The way we stream videos online may soon be positively revolutionized if a new partnership entered into by seven of the world’s biggest software technology makers works out.

The Alliance for Open Media, comprising Amazon, Cisco, Google, Intel Corporation, Microsoft, Mozilla and Netflix, is coming together to create a next-generation standard for encoding and decoding video streams.

“The Alliance for Open Media brings together the leading experts in the entire video stack to work together in pursuit of open, royalty-free and interoperable solutions for the next generation of video delivery.

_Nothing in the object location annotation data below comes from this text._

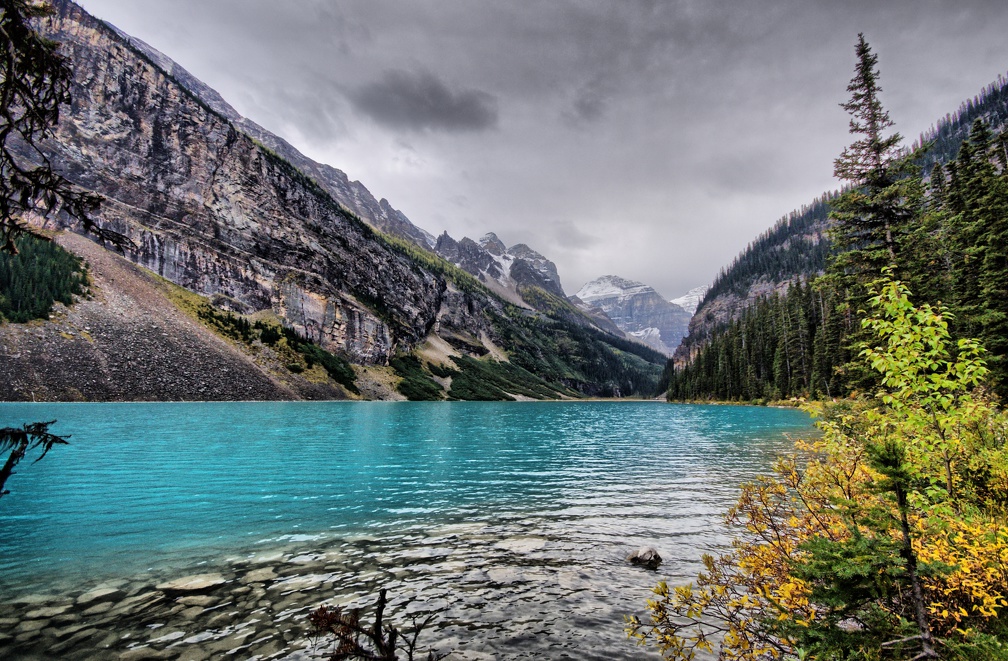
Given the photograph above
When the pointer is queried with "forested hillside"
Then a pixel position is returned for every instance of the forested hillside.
(935, 214)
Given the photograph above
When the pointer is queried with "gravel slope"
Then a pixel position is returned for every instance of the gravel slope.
(129, 342)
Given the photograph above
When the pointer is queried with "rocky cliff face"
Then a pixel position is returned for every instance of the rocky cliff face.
(511, 268)
(354, 195)
(638, 310)
(210, 210)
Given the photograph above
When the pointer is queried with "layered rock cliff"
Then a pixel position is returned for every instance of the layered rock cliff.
(215, 205)
(213, 211)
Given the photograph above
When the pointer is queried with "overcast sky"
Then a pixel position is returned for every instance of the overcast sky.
(649, 139)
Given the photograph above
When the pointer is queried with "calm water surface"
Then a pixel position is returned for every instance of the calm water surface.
(512, 518)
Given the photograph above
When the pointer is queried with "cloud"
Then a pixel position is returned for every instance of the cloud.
(590, 103)
(419, 101)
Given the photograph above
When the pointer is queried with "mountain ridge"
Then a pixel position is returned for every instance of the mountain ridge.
(218, 212)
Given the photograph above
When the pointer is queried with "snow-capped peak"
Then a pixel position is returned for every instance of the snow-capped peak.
(690, 300)
(610, 286)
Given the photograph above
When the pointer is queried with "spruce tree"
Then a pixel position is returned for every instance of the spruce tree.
(34, 83)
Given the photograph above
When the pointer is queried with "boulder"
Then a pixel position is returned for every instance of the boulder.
(196, 584)
(645, 556)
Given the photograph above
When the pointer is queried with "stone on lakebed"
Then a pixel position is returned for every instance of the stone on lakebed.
(201, 582)
(645, 556)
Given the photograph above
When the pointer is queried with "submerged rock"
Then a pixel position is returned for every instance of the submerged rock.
(203, 582)
(645, 556)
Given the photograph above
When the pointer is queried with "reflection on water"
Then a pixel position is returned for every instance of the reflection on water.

“The new Alliance is committing its collective technology and expertise to meet growing internet demand for top-quality video, audio, imagery and streaming across devices of all kinds and for users worldwide,” said AOMedia Executive Director Gabe Frost in a press release.

Observers say the alliance was likely driven in part by demands for royalties from the industry group HEVC Advance, which is making patent claims on a successor to the popular H.264 codec that is capable of transmitting 4K video at half the current bandwidth.

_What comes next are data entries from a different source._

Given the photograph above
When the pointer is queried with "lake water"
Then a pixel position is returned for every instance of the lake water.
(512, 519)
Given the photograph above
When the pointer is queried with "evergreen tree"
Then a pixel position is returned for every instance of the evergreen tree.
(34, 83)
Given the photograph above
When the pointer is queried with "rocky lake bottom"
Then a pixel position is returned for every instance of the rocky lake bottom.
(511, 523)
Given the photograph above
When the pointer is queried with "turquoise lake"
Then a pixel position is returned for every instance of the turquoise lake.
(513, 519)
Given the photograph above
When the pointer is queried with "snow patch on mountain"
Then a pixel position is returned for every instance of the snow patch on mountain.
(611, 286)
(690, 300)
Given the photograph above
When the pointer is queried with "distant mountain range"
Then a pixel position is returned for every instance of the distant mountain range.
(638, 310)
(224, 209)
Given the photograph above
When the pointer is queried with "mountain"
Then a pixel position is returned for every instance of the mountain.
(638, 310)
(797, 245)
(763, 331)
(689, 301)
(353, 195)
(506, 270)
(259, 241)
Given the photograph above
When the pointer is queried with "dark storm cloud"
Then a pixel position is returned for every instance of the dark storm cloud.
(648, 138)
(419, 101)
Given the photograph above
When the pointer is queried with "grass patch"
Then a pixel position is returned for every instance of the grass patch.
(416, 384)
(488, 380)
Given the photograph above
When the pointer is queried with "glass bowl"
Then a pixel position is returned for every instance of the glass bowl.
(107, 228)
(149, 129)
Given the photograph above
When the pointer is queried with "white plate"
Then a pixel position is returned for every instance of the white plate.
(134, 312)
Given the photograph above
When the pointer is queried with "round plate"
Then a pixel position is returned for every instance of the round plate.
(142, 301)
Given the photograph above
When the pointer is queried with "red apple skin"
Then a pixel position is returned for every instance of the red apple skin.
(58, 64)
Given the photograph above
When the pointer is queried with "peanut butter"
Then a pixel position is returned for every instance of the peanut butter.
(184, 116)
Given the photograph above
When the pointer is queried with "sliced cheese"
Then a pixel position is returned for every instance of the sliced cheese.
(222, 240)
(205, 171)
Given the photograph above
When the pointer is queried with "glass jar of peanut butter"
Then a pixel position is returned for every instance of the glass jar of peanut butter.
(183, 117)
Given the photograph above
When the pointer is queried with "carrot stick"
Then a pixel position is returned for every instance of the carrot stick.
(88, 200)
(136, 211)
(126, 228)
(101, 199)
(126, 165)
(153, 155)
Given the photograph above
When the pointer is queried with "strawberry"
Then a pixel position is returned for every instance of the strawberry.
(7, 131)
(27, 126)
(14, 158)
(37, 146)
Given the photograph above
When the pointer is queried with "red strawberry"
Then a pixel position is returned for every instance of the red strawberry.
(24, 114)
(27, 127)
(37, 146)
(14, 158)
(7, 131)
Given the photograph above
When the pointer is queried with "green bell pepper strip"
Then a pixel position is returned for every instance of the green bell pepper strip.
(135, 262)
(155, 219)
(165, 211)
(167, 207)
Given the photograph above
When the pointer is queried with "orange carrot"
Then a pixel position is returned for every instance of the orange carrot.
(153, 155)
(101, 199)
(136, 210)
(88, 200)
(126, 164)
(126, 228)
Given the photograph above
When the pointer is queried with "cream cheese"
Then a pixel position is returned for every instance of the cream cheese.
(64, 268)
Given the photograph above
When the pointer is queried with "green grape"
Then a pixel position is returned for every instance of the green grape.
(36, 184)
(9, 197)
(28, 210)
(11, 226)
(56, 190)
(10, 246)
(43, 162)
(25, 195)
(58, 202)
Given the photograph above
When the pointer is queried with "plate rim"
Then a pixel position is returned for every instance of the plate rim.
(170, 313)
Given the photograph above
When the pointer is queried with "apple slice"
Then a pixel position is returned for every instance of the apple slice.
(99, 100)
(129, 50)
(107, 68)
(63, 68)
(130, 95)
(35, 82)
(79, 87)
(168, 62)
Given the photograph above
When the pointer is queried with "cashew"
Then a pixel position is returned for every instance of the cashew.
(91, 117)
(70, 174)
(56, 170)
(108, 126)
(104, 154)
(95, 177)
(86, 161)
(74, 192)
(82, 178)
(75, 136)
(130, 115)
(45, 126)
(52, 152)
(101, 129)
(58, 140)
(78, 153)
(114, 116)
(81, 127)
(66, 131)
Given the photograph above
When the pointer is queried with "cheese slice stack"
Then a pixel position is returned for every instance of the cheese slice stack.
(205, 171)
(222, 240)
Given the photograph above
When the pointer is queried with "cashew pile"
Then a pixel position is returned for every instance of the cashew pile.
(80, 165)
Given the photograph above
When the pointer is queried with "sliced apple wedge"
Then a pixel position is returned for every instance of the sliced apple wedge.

Companies like Netflix and Amazon pay millions of dollars a year to license codecs, which allow streaming media files to be transmitted and displayed on our devices. But competing formats, a lack of standards, and battles over patents have created headaches for companies that would rather organize — and optimize — around a single codec.

The alliance expects to add more members starting next year to bolster its position against competing codecs in the marketplace.